6. Failure modes, future directions, and nomenclature
Published system papers identify several recurring failure modes. The NL-to-SQL submission explicitly notes complex numerical reasoning errors, especially in ranking, aggregation, and filtering chains, and categorical misclassification, where the system returns a semantically related but incorrect category (Tyagi et al., 11 Sep 2025). The ITUNLP paper groups failures into Runtime, Syntax, and Degenerate Loop errors, and states that runtime errors dominate initially; it further reports that the iterative correction loop reduces code execution errors by nearly half on average (Site et al., 1 Aug 2025). The AILS-NTUA paper adds that many remaining mistakes are semantic rather than syntactic, including wrong column selection, confusing maximum with most frequent, and incorrect question interpretation (Evangelatos et al., 1 Mar 2025).
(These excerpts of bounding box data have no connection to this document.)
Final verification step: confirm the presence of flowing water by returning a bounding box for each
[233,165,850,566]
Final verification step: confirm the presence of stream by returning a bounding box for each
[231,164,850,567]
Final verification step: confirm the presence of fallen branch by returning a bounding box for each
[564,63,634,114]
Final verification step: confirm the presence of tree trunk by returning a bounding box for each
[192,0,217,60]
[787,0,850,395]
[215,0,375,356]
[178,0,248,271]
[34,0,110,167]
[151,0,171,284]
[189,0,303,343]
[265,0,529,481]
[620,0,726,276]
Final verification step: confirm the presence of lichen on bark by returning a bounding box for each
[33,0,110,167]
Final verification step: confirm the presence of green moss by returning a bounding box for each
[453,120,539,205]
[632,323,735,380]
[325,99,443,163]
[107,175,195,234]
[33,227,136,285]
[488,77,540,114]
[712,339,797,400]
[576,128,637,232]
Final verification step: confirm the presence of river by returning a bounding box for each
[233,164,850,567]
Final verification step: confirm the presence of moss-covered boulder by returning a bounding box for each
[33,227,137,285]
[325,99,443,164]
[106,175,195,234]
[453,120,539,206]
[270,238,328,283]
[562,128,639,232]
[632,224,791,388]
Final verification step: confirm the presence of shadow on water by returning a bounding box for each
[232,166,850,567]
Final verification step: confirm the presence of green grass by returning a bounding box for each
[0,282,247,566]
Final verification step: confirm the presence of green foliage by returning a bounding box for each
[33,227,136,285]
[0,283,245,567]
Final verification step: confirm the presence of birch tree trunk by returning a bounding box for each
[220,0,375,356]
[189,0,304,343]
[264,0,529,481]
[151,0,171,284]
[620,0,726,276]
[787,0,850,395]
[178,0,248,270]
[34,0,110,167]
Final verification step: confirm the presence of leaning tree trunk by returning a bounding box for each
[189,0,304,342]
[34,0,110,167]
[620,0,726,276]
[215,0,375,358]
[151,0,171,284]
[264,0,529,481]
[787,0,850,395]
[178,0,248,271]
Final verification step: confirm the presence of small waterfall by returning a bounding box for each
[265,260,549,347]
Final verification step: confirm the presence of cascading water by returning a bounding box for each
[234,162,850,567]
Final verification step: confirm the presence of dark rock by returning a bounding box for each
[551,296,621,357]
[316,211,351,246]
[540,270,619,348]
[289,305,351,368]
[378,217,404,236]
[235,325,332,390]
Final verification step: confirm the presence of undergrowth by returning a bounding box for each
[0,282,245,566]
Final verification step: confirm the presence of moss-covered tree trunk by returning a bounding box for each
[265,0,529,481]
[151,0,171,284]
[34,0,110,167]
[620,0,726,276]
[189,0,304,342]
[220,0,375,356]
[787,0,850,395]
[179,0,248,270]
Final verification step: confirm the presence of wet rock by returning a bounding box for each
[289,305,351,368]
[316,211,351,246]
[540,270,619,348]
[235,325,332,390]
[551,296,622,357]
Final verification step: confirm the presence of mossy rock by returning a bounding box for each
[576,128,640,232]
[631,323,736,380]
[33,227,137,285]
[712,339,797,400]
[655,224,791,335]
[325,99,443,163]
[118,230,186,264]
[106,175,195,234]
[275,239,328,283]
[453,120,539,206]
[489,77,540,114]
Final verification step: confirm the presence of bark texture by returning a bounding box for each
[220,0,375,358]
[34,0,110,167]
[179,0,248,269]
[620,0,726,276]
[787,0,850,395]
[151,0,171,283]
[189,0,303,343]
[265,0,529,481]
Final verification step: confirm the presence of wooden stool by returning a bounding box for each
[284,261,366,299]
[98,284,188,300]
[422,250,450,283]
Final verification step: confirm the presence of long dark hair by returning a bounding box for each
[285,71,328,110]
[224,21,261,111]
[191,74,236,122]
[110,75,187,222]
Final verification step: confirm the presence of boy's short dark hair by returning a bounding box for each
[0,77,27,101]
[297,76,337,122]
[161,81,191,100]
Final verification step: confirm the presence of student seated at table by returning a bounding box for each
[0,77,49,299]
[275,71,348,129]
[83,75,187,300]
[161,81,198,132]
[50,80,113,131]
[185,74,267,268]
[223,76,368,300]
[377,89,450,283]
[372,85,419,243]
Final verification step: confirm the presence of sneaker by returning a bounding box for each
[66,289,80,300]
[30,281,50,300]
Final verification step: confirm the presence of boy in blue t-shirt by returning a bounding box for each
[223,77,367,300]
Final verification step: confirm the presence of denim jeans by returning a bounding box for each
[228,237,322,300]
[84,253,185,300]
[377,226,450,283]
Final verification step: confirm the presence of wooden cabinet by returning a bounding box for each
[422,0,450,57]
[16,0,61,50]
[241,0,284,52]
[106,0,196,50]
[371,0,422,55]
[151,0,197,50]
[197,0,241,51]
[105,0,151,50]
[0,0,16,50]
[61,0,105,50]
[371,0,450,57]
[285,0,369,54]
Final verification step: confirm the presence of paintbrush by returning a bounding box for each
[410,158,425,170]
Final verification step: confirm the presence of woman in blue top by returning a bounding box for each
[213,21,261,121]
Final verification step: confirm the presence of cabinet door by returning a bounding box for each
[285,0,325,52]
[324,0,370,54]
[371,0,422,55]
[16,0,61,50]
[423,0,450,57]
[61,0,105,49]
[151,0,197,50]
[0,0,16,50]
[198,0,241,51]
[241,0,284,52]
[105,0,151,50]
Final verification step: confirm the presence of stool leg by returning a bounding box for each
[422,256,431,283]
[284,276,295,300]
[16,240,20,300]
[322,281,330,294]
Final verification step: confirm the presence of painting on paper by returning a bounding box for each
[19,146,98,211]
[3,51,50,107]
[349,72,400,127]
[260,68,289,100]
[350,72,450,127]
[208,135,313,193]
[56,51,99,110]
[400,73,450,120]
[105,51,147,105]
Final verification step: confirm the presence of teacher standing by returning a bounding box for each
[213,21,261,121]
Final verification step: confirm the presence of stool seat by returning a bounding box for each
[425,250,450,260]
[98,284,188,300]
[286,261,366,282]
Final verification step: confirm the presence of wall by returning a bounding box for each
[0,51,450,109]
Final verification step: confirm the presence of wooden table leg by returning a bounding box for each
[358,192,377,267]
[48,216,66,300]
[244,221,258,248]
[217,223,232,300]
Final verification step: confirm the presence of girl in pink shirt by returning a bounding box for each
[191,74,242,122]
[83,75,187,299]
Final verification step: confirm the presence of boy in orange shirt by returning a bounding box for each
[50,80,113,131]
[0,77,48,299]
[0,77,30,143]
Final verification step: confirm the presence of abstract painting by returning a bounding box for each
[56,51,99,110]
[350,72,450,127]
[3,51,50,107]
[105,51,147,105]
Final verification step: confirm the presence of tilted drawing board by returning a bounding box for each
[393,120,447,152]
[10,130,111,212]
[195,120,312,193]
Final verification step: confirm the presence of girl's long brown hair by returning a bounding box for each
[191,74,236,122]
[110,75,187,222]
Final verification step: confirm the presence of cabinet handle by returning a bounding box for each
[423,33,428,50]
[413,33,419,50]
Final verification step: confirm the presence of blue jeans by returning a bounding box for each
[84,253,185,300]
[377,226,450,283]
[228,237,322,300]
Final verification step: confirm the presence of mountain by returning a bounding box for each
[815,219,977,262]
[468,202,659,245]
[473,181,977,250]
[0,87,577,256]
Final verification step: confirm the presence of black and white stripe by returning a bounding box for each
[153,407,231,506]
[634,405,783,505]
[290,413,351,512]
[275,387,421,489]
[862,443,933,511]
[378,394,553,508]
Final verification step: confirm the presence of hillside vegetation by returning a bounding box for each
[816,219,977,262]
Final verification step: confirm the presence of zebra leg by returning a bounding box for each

The proposed remedies are correspondingly structural rather than purely model-scaling based. The "Future Work" section of the NL-to-SQL paper suggests stronger contextual reasoning, better token representations for tables, more explicit schema understanding, and improved verification/refinement (Tyagi et al., 11 Sep 2025). TableZoomer’s ablation results similarly identify Table Schema representation and Table Zooming as the most critical contributors, with Entity Linking and ReAct providing smaller but consistent gains (Xiong et al., 1 Sep 2025). This suggests that DATABench rewards pipelines that explicitly separate schema compression, evidence localization, executable reasoning, and answer formatting.
The name itself requires disambiguation. In 2025–2026 literature, DATABench also denotes a benchmark framework for data lakes that targets structured, semi-structured, and unstructured data, with workloads such as keyword search over IMDb, DBLP, and Apache HTTP logs (Lyu et al., 27 Jan 2026). It also denotes an adversarial benchmark for dataset auditing consisting of 17 evasion attacks, 5 forgery attacks, and 9 representative auditing methods (Shao et al., 8 Jul 2025). These are unrelated to the SemEval table-QA benchmark. Historically adjacent but also distinct is BigDataBench, a scalable and unified benchmark suite for big data and AI whose methodology is organized around eight data motifs and whose scope includes 13 representative real-world data sets, 47 benchmarks, 7 workload types, and 17 software stacks (Gao et al., 2018).